Brazilian filmmakers face multiple challenges when Covid adds funding News | Instant News


Brazilian producers are struggling to find ways to make the national audiovisual industry paralyzed by funding that froze after the increasing number of Covid-19 has further compounded the problem.

When the Covid-19 pandemic destroyed the country and threw the destroyed Brazilian film industry into deeper chaos after the national film agency Ancine stopped funding in January 2019, the ongoing health crisis frightened international partners.

“Before the pandemic starts, it’s easy to find international production companies that are interested in our projects in development,” said Beto Amaral, producer of the Daniela Thomas films, whose selection is the Berlinale 2017 Leak is a joint production with Portugal.

“Now we are waiting,” added Amaral, who is looking for European companies to jointly produce the next Thomas film, Manu, budgeted for $ 900,000. So far the producer has only earned $ 45,000 to tell the story of corruption in the Brazilian political system seen through the eyes of a teenager.

According to estimates from the audiovisual sector, between 400 to 600 Brazilian films and TV projects are stalled, awaiting the release of funds. There has been practically no shooting in the last 12 months, except for Susana Garcia My mother is One Piece 3 (My Mom Is A Character 3).

The third part in the successful franchise, which together earned $ 68 million (BRL 350 million) at the box office, was co-produced by Midgal Filmes, Universal Pictures, Paramount Pictures and Globo Filmes.

“In the case of auteur films, they are on the verge of death without a new incentive policy,” said Andrea Barata Ribeiro, partner in O2 Film Fernando Meirelles. “Manufacturers who have projects planned in 2018 have not received anything.

With several projects affected, such as thriller Pssica, the film debuted by Quico Meirelles, son of Fernando Meirelles, O2 survived by making series for various platforms and advertising campaigns.

“The destruction of small producers has occurred. Twenty years of incentives for the audiovisual industry are being thrown away. There is a clear desire to dismantle culture. The current government is against free culture, “Ribeiro said, referring to the right-wing government of Jair Bolsonaro.

Ancine did not respond ScreenRequest for comment, but the agency attributes the operational collapse to accounting errors, which will make Ancine unable to respect the project under consideration. Despite having made an investment commitment of 185m (BRL 944m), financial resources from the Audiovisual Fund (FSA) Sector only amounted to $ 144m (BRL 738m).

Withdrawing money from abroad can save local producers. In the case of the city of Sao Paulo, the idea is to offer a cash rebate policy for international production, which needs to be linked to Brazilian companies.

Until the end of the year, registration will be open to programs designed to attract projects with a minimum local expenditure of $ 392,000 (BRL 2m). Producers will be compensated between 20% -30% of the total amount spent in feature films, animations, series and ad campaigns taken in whole or in part in Sao Paulo.
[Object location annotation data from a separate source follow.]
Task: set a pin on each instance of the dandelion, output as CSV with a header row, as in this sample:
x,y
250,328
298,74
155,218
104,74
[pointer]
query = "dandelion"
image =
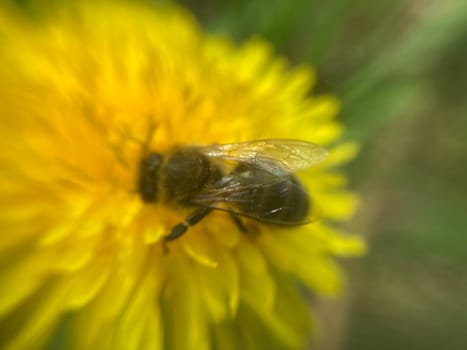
x,y
81,255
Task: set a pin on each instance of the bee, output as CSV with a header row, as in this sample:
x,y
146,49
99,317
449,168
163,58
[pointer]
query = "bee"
x,y
253,179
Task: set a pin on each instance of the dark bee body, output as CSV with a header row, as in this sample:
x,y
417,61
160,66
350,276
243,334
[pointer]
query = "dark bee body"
x,y
251,179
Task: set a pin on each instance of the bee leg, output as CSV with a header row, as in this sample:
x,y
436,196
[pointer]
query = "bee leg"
x,y
190,220
239,223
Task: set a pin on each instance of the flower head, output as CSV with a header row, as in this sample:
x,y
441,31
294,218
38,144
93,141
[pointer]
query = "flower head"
x,y
81,254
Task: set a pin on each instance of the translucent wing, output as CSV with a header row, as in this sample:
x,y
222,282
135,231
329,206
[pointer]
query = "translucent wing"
x,y
274,155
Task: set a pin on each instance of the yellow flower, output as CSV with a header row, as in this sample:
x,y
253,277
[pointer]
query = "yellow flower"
x,y
81,257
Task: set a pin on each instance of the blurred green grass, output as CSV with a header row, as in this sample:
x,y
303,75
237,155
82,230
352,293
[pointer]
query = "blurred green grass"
x,y
399,68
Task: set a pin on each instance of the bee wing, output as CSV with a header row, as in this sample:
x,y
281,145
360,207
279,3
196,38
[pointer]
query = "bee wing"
x,y
272,155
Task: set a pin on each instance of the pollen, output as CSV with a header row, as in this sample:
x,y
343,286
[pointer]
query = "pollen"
x,y
81,254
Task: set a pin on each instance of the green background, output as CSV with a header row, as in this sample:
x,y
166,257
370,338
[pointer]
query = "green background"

Last year, the city held 1,077 production from other states and other countries, which generated more than 25 million jobs and $ 110 million (BRL 561 million) in the stated budget.

With Covid-19 infection rates soaring throughout Brazil, the question is whether Sao Paulo can expect international producers to travel after the mismanagement of the Bolsonaro government in tackling the health crisis has damaged the country’s reputation.

“There is no doubt about the international impact caused by the current situation in Brazil,” said filmmaker Lais Bodanzky, president of Spcine, a company created in 2013 to develop and implement a public audiovisual policy for the city. “Therefore, we clarify that the city of Sao Paulo has a special reality, not in accordance with the speech of the federal government.”

Apart from Bolsonaro’s government guidelines, every state in Brazil has autonomy in terms of health protocols, including decisions about mandatory quarantine.

At present the city of Sao Paulo is preparing to enter the so-called “green phase” of the reopening program. Among the criteria for the transition from yellow to green is that the occupancy rate of hospital beds must drop below 60%

After reopening restaurants, bars, fitness centers and hair salons in the city, the cinema will follow. Reopening is scheduled for August 13, even though the film has not been selected or announced.

“The idea is to test the water with small films from local independent distributors,” said Paulo Sergio Almeida, director of Filme B, a local theater tracking company that compiles numbers.

There are about 40 Brazilian films ready that could be part of the new programming. Among them was Julia Rezende Then I’m Crazy (Losing my kelengkengku, in the photo), Rene Sampaio Eduardo e Monica, Halder Gomes’ Plague of goats, Belonging to Marcos Prado Horrible, and Pedro Peregrino Suspect.

But Almeida doesn’t know whether these films are suitable given the crisis facing the industry. “It needs to be something with real market power,” he said, “because viewers will not risk their lives or spend money without being convinced that they really can’t miss the film in the cinema.”